The corruption inquiry is laying the groundwork to question former deputy premier Nathalie Normandeau about ministerial meddling in construction contracts.
A longtime provincial bureaucrat said that he knows of about 50 instances in which government cabinet ministers used their discretionary powers in order to meddle in infrastructure contracts.
Yvan Dumont, Engineering Team Leader at Ministry of Municipal Affairs, told the Charbonneau Commission Tuesday that ministers used discretionary powers to change details of contracts already arranged by government administrators, 32 times under Liberal Nathalie Normandeau, as well as other times by Liberals Laurent Lessard and Jean-Marc Fournier as well as the PQ's André Boisclair.
"From the ministers we never received any explanation," said Dumont.
Generally the province pays about half of the cost of an infrastructure project but that could rise much higher if the minister wishes to be more generous.
Dumont said that the province was particularly generous in 2007, 2009 and 2010.
The Auditor General has long warned against abuses that could occur with the discretionary ministerial power and cited it as an issue in 1996.

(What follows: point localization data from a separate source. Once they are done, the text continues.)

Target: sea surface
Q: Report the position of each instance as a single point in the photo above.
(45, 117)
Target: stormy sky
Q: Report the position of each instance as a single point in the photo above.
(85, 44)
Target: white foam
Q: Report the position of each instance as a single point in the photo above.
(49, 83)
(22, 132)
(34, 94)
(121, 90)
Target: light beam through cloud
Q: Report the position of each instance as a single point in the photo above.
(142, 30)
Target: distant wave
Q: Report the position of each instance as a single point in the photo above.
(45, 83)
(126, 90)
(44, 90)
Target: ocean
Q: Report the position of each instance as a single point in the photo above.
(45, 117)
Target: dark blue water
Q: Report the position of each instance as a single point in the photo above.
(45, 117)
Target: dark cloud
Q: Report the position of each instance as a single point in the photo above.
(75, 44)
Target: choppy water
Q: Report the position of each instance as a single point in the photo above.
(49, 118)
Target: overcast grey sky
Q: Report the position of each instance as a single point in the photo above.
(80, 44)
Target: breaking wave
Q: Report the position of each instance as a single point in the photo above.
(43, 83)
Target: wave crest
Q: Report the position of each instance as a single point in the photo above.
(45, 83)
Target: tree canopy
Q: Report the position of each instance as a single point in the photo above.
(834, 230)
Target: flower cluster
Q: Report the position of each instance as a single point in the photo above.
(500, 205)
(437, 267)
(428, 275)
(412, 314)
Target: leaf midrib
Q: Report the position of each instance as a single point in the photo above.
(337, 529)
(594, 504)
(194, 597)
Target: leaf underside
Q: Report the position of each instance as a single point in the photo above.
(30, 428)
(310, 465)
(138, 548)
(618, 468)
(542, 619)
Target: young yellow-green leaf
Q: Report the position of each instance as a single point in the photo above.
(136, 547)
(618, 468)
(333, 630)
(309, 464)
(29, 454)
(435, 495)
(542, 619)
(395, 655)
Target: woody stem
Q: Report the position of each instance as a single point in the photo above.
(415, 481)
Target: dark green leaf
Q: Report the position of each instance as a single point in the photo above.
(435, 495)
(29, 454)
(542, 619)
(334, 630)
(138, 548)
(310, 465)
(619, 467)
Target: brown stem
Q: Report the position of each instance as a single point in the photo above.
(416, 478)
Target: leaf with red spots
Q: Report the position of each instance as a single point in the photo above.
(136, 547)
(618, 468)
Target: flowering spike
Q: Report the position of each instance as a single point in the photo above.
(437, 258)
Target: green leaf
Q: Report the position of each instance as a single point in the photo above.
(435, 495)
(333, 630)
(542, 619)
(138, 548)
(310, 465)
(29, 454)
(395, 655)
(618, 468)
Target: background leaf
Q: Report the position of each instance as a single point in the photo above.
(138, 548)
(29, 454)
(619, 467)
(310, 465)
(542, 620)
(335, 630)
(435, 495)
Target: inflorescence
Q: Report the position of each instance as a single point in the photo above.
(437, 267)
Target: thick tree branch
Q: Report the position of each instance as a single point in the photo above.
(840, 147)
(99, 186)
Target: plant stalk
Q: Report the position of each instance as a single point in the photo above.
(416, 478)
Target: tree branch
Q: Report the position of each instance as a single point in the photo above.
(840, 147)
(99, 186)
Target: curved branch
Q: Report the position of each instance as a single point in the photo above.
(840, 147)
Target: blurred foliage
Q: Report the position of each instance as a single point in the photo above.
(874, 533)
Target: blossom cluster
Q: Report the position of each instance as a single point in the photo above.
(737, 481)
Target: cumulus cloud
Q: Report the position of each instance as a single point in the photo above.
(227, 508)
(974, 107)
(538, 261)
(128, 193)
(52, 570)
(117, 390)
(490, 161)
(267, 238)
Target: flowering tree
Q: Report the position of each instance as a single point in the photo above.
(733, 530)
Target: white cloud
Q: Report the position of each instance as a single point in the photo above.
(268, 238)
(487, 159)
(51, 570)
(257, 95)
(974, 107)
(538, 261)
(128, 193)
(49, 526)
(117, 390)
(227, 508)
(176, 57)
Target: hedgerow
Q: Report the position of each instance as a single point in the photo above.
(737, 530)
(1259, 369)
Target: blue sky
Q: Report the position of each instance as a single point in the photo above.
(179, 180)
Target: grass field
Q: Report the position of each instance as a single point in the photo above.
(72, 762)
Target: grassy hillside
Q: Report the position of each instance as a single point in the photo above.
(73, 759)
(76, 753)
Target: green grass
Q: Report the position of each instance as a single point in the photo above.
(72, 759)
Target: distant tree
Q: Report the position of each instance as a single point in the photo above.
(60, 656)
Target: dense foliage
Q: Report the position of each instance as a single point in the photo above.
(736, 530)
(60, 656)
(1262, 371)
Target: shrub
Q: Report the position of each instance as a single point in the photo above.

Subsequent governments continued with the practice nonetheless.
The inquiry cited an instance in which Liberal minister Laurent Lessard hiked its contribution from 66.66 percent to 80 percent to of the costs of a $10.8 million water facility in Grande-Rivière, Gaspé in 2009.
Dumont said that by its very nature, the system encourages overspending. “A municipality that anticipates getting funded at 95 percent will not make much effort to reduce the cost of a project.”
Normandeau fight came to attention of the Charbonneau commission when she authorized construction of a water treatment plan in Boisbriand against the recommendations of her staff.
Investigators from the Inquiry now suggest that Normandeau may have authorized the plant because of intense lobbying and fundraising efforts by the engineering firm that was responsible for the project.
Normandeau is expected to testify soon at the inquiry.